William Madocs built the cob, which cuts across the Glaslyn Estuary, in 1811 to reclaim a large portion of Traeth Mawr from the sea. Slate from Ffestiniog and Llanfrothen was brought in boats along the Dwyryd and later by the Ffestiniog Railway, built in 1836, and then the Gorseddau and Croesor Tramways (1856 & 1864). By 1873 over 117,000 tonnes of slate was exported annually from Porthmadog in more than a thousand ships.

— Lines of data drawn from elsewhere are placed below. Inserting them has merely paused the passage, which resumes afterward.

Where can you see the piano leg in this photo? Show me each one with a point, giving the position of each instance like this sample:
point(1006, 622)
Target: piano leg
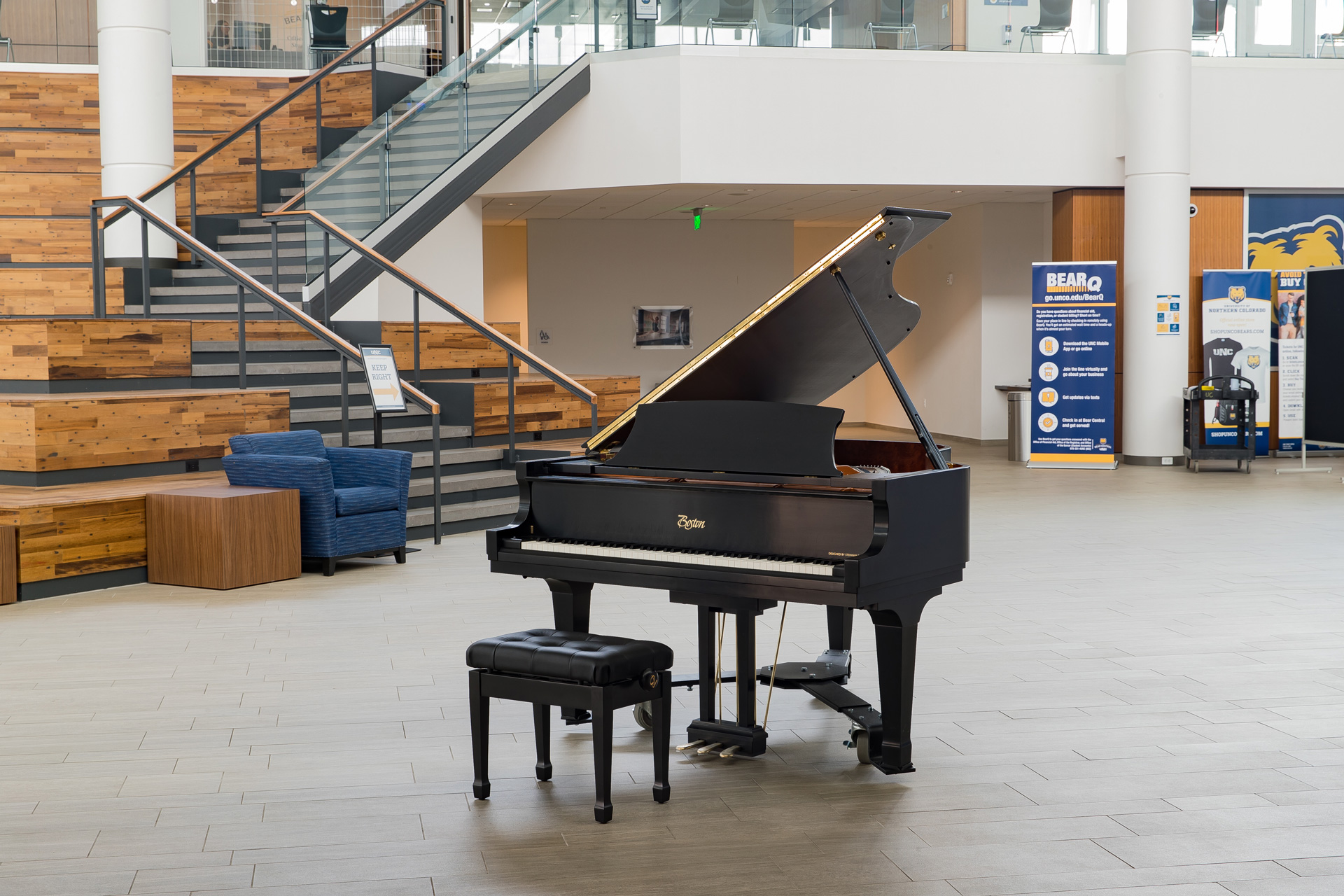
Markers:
point(895, 688)
point(571, 602)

Penrhyndeudraeth was built on land reclaimed from the saltmarshes in the late nineteenth century and most of the inhabitants depended on the Cooke’s Explosives works for their livelihoods. Strange that such an industrial landscape should now be a haven for wildlife. Cooke’s Explosive works is now a nature reserve managed by North Wales Wildlife Trust and important for its oak woodlands and Pied Flycatchers; heaths and nightjars; and pools with Emperor Dragonflies. The former explosives stores are home to seven species of bat.

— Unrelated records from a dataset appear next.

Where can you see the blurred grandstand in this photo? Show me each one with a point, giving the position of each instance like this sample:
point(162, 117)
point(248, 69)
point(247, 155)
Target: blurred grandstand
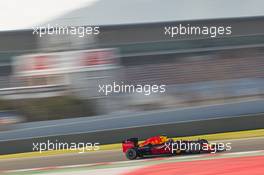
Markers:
point(196, 69)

The sand flats and salt marsh are important winter wildfowl feeding grounds. The numbers of over wintering Pintail are nationally significant. Otters and Water Voles use the estuary’s waterways. And the lower shore muddy gravel is the home of Sand Gaper Clams and Bristle Worms.
The area is renowned for Ospreys which have bred at Pont Croesor since 2005 and whose hunting activities in the estuary make an impressive spectacle to watch.